Large Language Models Know What Makes Exemplary Contexts
Quanyu Long, Jianda Chen, Wenya Wang, Sinno Jialin Pan
TL;DR
This work tackles in-context learning by enabling LLMs to self-select and order demonstrations through a sequential retrieval process guided by a reward model trained on the LLM’s preferences. A parameter-efficient retrieval head, initialized from LLM embeddings, selects $k$ demonstrations in an autoregressive manner, while a reward head trained via pairwise preferences (Bradley–Terrry) provides stable feedback to a PPO-based reinforcement learning update of the retrieval head. The approach yields improved ICL performance across 11 tasks, demonstrates increased representativeness and diversity of retrieved demonstrations, and shows transferability of the learned retrieval policy across LLMs.

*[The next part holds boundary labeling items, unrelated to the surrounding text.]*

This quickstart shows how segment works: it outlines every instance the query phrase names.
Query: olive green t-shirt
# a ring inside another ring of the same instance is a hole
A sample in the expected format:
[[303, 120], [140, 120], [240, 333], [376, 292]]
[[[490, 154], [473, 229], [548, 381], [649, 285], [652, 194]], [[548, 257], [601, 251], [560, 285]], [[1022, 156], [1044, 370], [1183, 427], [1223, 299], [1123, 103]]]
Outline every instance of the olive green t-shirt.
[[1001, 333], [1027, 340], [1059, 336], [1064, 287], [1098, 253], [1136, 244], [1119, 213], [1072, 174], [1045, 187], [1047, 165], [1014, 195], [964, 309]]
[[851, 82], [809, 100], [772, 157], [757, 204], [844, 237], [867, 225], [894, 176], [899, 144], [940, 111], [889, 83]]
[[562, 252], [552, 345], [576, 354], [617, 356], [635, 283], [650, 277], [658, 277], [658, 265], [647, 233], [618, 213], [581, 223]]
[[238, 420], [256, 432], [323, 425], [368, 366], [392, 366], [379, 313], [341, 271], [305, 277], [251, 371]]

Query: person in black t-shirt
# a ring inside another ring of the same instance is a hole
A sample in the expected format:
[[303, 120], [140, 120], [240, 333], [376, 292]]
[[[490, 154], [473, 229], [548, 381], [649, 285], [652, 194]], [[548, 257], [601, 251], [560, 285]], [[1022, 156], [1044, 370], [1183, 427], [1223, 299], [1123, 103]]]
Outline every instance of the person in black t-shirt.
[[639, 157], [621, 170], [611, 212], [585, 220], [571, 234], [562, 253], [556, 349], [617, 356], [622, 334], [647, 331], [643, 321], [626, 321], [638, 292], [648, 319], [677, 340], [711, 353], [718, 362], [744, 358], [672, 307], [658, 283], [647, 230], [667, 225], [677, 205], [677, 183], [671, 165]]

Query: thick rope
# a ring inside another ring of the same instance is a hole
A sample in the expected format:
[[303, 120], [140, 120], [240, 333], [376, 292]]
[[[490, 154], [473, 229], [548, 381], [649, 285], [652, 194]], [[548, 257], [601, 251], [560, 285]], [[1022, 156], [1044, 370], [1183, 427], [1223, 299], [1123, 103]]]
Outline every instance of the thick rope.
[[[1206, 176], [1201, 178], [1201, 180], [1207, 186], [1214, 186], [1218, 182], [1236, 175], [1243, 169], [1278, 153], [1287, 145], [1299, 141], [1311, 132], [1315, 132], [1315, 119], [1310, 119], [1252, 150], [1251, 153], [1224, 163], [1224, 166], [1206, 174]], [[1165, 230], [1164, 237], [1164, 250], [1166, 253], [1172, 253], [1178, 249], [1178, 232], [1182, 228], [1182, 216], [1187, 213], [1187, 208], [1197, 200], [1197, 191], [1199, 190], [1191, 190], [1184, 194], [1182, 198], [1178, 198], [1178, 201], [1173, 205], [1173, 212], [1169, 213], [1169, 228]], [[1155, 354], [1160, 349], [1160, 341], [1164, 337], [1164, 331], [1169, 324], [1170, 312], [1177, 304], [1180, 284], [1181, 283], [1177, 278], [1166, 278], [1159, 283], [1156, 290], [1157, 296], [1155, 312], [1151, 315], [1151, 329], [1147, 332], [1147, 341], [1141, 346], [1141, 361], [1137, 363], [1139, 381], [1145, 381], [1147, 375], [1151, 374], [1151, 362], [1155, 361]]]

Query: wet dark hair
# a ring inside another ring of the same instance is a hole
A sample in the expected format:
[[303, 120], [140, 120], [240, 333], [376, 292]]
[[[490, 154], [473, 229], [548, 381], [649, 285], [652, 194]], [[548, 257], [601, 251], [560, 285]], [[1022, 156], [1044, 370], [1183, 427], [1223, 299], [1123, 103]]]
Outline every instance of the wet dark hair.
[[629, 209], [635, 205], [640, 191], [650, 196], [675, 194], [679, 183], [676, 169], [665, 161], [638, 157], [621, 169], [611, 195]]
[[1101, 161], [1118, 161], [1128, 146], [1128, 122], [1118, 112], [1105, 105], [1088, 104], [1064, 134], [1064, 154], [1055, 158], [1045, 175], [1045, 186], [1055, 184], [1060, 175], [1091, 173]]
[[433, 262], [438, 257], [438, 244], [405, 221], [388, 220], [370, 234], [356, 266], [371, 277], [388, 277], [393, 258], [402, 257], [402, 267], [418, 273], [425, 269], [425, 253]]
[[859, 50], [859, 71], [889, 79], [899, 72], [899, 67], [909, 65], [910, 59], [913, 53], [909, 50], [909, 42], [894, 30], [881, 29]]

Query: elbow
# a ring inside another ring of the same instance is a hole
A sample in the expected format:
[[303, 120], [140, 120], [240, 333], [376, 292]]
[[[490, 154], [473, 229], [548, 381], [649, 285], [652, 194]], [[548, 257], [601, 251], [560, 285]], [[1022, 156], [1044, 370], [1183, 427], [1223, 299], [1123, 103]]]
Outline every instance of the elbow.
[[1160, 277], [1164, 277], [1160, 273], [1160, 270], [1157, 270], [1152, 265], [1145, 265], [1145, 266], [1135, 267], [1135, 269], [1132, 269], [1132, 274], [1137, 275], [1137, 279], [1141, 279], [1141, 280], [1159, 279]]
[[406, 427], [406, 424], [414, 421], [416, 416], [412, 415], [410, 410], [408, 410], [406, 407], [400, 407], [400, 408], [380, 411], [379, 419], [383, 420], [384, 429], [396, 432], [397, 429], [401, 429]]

By keeping the LLM frozen and updating only the retrieval and reward heads, the method offers a scalable, self-consistent way to optimize context for diverse tasks with potential applicability to broader retrieval-augmented AI systems.
Abstract
In-context learning (ICL) has proven to be a significant capability with the advancement of Large Language models (LLMs). By instructing LLMs using few-shot demonstrative examples, ICL enables them to perform a wide range of tasks without needing to update millions of parameters. This paper presents a unified framework for LLMs that allows them to self-select influential in-context examples to compose their contexts; self-rank candidates with different demonstration compositions; self-optimize the demonstration selection and ordering through reinforcement learning. Specifically, our method designs a parameter-efficient retrieval head that generates the optimized demonstration after training with rewards from LLM's own preference. Experimental results validate the proposed method's effectiveness in enhancing ICL performance. Additionally, our approach effectively identifies and selects the most representative examples for the current task, and includes more diversity in retrieval.